Wednesday 10 October 2012

Remembering To Look After Yourself... And all the things I used to do

I have to admit, one of my go to pieces of advice is something along the lines of: "Look after yourself, do what makes you happy." I think I forget to do that myself every now and then. I had two volunteer shifts for Youthline on the weekend and it reinforced the fact that I like helping others.

Volunteering is amazing! I encourage everyone to do it :)

BUT..

Whenever I'm too busy, stressed out, tired I always want to forget about my diabetes. I try and hide it from it! It used to be my go to move. I'm really making an effort to stop that. And I feel better for it. It's genuinely me following my own advice, looking after my body, my health, truly makes me happy.

I'm also pretty happy that the average amount that I am testing a day is about 6 or 7 times. I used to test about once, twice, never times a day. I'm happier testing more. It's taken me a long time to realise that. I'm truly glad that I can see the change in how I look after myself and I'm much better for it. Even my boyfriend has said that "You're much better at looking after that (Diabetes) than you used to be."

Diabetes is a constant battle and I'm still fighting to get my blood sugars and A1c down. I'm more aware of the actual effect of my blood sugars now and realise that I feel like absolute rubbish when I'm high. Today was the first day this week I woke with a blood sugar level below 10 and it felt good. I was able to get up without a struggle. I'm an eternal optimist and know that I'll feel like I'm at a point where I'm finally winning the constant battle of balance. For now, I'm about ready to say good bye to my bad habits and all the things I used to do.



2 comments:

Jonah said...

You get better quality sleep when your blood sugar's not above 12 or so. When you're high enough, your body doesn't go into deep sleep.
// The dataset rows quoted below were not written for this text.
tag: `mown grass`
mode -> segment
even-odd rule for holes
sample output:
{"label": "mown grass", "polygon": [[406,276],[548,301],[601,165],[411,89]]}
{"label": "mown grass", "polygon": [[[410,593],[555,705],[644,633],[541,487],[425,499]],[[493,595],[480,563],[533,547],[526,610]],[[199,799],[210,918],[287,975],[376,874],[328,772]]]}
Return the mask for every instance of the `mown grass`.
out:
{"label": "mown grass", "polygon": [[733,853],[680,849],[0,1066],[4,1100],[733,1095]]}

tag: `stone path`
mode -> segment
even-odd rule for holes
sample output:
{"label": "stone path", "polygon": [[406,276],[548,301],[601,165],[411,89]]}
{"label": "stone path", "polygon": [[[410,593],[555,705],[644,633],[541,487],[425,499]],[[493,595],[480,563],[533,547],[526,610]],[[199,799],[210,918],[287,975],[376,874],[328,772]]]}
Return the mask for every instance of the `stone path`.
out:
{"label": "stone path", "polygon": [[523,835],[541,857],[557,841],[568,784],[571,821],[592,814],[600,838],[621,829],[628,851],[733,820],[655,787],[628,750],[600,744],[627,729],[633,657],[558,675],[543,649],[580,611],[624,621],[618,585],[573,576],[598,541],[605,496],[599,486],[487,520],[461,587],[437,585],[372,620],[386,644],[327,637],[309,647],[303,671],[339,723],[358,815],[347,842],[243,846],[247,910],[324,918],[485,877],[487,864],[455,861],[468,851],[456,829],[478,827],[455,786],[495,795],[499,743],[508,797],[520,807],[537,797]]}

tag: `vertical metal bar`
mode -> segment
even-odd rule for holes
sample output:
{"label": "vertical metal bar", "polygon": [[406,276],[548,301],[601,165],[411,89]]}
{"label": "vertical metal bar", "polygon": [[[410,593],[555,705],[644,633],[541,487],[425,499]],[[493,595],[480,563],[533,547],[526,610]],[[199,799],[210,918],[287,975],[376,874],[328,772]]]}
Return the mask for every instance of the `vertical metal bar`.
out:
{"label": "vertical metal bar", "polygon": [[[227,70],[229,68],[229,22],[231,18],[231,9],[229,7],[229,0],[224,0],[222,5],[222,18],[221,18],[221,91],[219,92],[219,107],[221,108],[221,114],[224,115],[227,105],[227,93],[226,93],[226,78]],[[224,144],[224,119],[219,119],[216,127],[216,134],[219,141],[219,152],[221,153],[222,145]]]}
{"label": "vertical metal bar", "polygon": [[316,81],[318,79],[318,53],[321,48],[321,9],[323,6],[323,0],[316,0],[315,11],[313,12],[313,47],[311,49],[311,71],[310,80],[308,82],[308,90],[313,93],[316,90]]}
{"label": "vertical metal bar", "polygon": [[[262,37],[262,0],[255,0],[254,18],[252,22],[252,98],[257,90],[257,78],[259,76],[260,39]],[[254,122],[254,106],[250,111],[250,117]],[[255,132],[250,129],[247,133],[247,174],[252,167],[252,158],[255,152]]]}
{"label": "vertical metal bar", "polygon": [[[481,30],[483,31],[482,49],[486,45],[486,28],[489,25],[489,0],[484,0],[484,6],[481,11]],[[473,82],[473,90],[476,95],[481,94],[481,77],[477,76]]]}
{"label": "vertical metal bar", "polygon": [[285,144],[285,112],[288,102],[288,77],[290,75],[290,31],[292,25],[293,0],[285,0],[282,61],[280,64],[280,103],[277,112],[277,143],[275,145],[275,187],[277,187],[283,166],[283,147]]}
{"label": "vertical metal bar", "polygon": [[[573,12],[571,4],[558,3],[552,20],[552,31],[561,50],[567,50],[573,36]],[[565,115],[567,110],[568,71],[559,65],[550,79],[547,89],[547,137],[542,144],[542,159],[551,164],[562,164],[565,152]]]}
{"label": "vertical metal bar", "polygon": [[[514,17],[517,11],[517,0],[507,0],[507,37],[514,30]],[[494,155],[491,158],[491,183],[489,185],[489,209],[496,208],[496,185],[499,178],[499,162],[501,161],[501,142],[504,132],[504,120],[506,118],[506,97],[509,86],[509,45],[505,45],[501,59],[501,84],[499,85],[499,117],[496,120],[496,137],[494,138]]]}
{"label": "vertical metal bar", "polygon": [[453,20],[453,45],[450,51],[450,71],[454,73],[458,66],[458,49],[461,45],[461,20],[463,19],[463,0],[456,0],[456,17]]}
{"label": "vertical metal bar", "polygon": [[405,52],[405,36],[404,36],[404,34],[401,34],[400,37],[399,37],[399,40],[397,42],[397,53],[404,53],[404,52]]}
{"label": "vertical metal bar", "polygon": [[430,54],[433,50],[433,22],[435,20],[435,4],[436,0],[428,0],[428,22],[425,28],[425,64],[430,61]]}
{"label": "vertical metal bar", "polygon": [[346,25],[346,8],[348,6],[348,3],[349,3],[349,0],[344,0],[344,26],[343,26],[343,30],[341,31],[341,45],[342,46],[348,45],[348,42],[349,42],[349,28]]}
I attribute all my sleepiness to diabetes, whether I actually slept less because of it (I often am up in the night dealing with hypoglycemia or going to bed late because of waiting to see what my blood sugar will do) or just had highs or lows in the night.

Volunteering is good. And so is testing 6 or 7 times a day. Does your insurance (or healthcare plan) put an upper limit on number of test strips per day?

S said...

I don't think it does.. Last time I was at the Doctors the Nurse who was organising a prescription for me mentioned something about an upper limit. However she wasn't a specialist and didn't know much anything Diabetes so I didn't really take her seriously. I assume there is an upper limit, like I wouldn't be able to test 20 times a day or anything but my Diabetes Nurse Specialist has recommended I test 6 - 8 times a day, before & after breakfast, lunch and dinner and before bed. Of course if you throw a low in there too (like I did yesterday!) that number jumps up by at least two. I haven't had any issue with the number of test strips I've been prescribed in the past so I'm lucky like that.

Diabetes really does affect every aspect of your life. I think a lot of people that I meet just think it's about injecting everyday but I see it as this balance between food, exercise, insulin and if even one of those things are out of balance it affects things e.g your sleep!